This is Taylor Armstrong. On August 15, 2011, her husband Russell, who had been physically abusing her for years and who was involved in myriad shady business dealings, hanged himself in the guest room of a friend’s house.
But that was ages — and a whole 20-episode season — ago! Life goes on. Taylor is picking up the pieces one day at a time, first via a tell-all account of her husband’s abuse and suicide, then by agreeing to do a third season of the reality-television show that many believed contributed to her family’s tragic situation. In the Season 2 Reunion, fellow housewife Adrienne Maloof told host Andy Cohen that she had suggested Taylor join the show in the first place — when only a handful of friends knew about the abuse — to help shed some light on the problems with her marriage (and hopefully, to make enough money so that she could eventually leave her husband). Taylor said that the show had helped her realize things about herself that she never knew. Reality shows have become a super-exclusive form of therapy, or at least a modern-day version of those “What Kind of Girlfriend Are You?” Seventeen Magazine personality quizzes.

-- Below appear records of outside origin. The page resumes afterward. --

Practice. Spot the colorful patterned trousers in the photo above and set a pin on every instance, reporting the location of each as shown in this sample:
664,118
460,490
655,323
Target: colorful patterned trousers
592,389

So she can’t quit now. Not in the middle of all this personal growth. Or, alternately:
“I fought too hard for this ZIP code to go home now.” — Taylor Armstrong
Taylor has invited her friends Kyle Richards and Adrienne Maloof, and their husbands Mauricio and Paul, over for dinner. She has gained 10 pounds — though she is, as her friends all assure her, still super-skinny. She has hired some caterers to bring in some “Spanish or Mexican food or whatever,” ostensibly in honor of Mauricio, who is half-Jewish and half-Mexican. Kyle, the self-styled mental-health diagnostician for the rest of the housewives, believes this is a step in the right direction for Taylor.
Taylor has had her married friends over because she wants their husbands to come with her to Sacramento to participate in a domestic violence awareness event. This is Taylor’s life mission, she says while pulling back her notoriously puffy lips into a taut, artificial smile and clearing her throat awkwardly. The room gets uncomfortably quiet. Even with the extra 10 pounds, Taylor looks like a child at the head of the table, dwarfed by her ornately carved dining chair.
But the dark reminder of what Taylor has seen in the last year is quickly swept away, because it turns out this is actually the funny kind of domestic violence awareness event! An event that will require Mauricio and Paul to walk around in women’s shoes! The idea of men — non-homosexual men, mind you! — putting on women’s footwear in public is almost too absurd to imagine.
An iPad is passed around with pictures from last year’s event. Mauricio and Paul of course cannot refuse Taylor, because they’d look like dicks. Adrienne books the private jet so they can make it back in time for Kyle’s 4-year-old daughter’s birthday party (it’s too late to reschedule the pony wrangler now).
Taylor throws back her head and releases a mighty laugh. It’s important to remember to laugh once a day, she tells herself. Some days are harder than others, but not today. Today we talked about a funny domestic violence event involving non-gay men in women’s shoes. One day at a time.